Tujuan pokok dari rumusan etika yang dituangkan dalam kode etik (Code of conduct) profesi adalah
1.      Standar‐standar etika menjelaskan dan menetapkan tanggung jawab terhadap klien, institusi, dan masyarakat pada umumnya.
2.      Standar‐standar etika membantu tenaga ahli profesi dalam menentukan apa yang harus mereka perbuat kalau mereka menghadapi dilema‐dilema etika dalam pekerjaan.
3.      Standar‐standar etika membiarkan profesi menjaga reputasi atau nama dan fungsi‐fungsi profesi dalam masyarakat melawan kelakuan‐kelakuan yang jahat dari anggota‐anggota tertentu.

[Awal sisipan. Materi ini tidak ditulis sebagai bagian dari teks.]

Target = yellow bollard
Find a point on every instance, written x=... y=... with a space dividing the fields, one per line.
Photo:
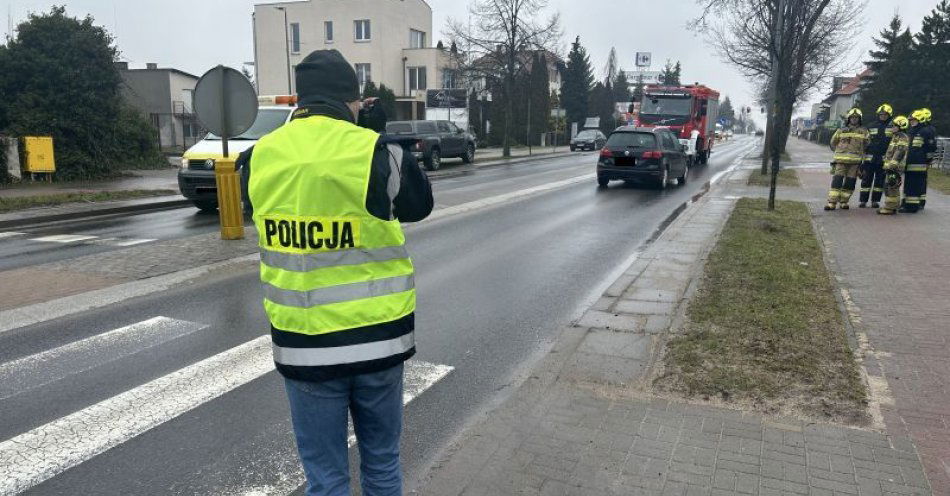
x=229 y=198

4.      Standar‐standar etika mencerminkan / membayangkan pengharapan moral‐moral dari komunitas, dengan demikian standar‐standar etika menjamin bahwa para anggota profesi akan menaati kitab UU etika (kode etik) profesi dalam pelayanannya.

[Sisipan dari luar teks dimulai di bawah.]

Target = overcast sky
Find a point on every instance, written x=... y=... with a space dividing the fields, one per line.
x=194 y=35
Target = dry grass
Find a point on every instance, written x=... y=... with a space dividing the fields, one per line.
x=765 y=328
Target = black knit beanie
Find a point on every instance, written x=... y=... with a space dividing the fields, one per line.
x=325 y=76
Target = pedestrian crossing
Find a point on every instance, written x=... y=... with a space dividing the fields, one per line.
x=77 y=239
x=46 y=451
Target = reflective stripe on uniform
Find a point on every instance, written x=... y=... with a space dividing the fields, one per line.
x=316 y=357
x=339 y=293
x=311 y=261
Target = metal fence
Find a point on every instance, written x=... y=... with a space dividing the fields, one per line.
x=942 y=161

5.      Standar‐standar etika merupakan dasar untuk menjaga kelakuan dan integritas atau kejujuran dari tenaga ahli profesi.
6.      Perlu diketahui bahwa kode etik profesi adalah tidak sama dengan hukum (atau undang‐undang). Seorang ahli profesi yang melanggar kode etik profesi akan menerima sangsi atau denda dari induk organisasi profesinya.
2.      Hubungan Agama dan Moralitas
Agama menjelaskan dan menunjukan nilai-nilai bagi pengalaman manusia yang sangat penting. Melalui agama, kehidupan lebih dapat dipahami dan secara pribadi lebih bermakna.
Geertz menganggap bahwa etos (seperangkat moral dan motivasi) bagian dari agama. Jika agama memfokuskan kepada sesuatu yang member makna kepada seluruh kehidupan, maka obyek yang dipuja harus menjadi sesuatu nilai yang signifikan atau sesuatu tang menjadi sumber ini. Didalam pemujaan, maka nilai sentral yang dipuja itu dikagumi, dihormati dan diyakini mempunyai sifat-sifat kesempurnaan, serta diyakini mampu memberikan pertolongan dan sanksi kepada penganutnya. Nilai moral sendiri merujuk kepada nilai-nilai kemanusiaan, itu tidak serta merta berarti bahwa nilai-nilai moral yang bersumber pada agama itu dinafikan. Justru ketika dialog dilakukan, nilai-nilai agama yang dianut pasti secara tidak langsung akan melebur di sana. Orang-orang yang terlibat dalam dialog pasti akan membawa aspirasi dan nilai-nilai agama yang diimaninya. Agama dan moralitas itu tidak sama. Namun, nilai-nilai agama dan nilai-nilai kemanusiaan itu sebetulnya tetap saling mengandaikan, saling memperkuat, dan mengembangkan satu sama lain. Antara moralitas dan agama itu sama sekali tidak saling menafikan dan meniadakan satu sama lain.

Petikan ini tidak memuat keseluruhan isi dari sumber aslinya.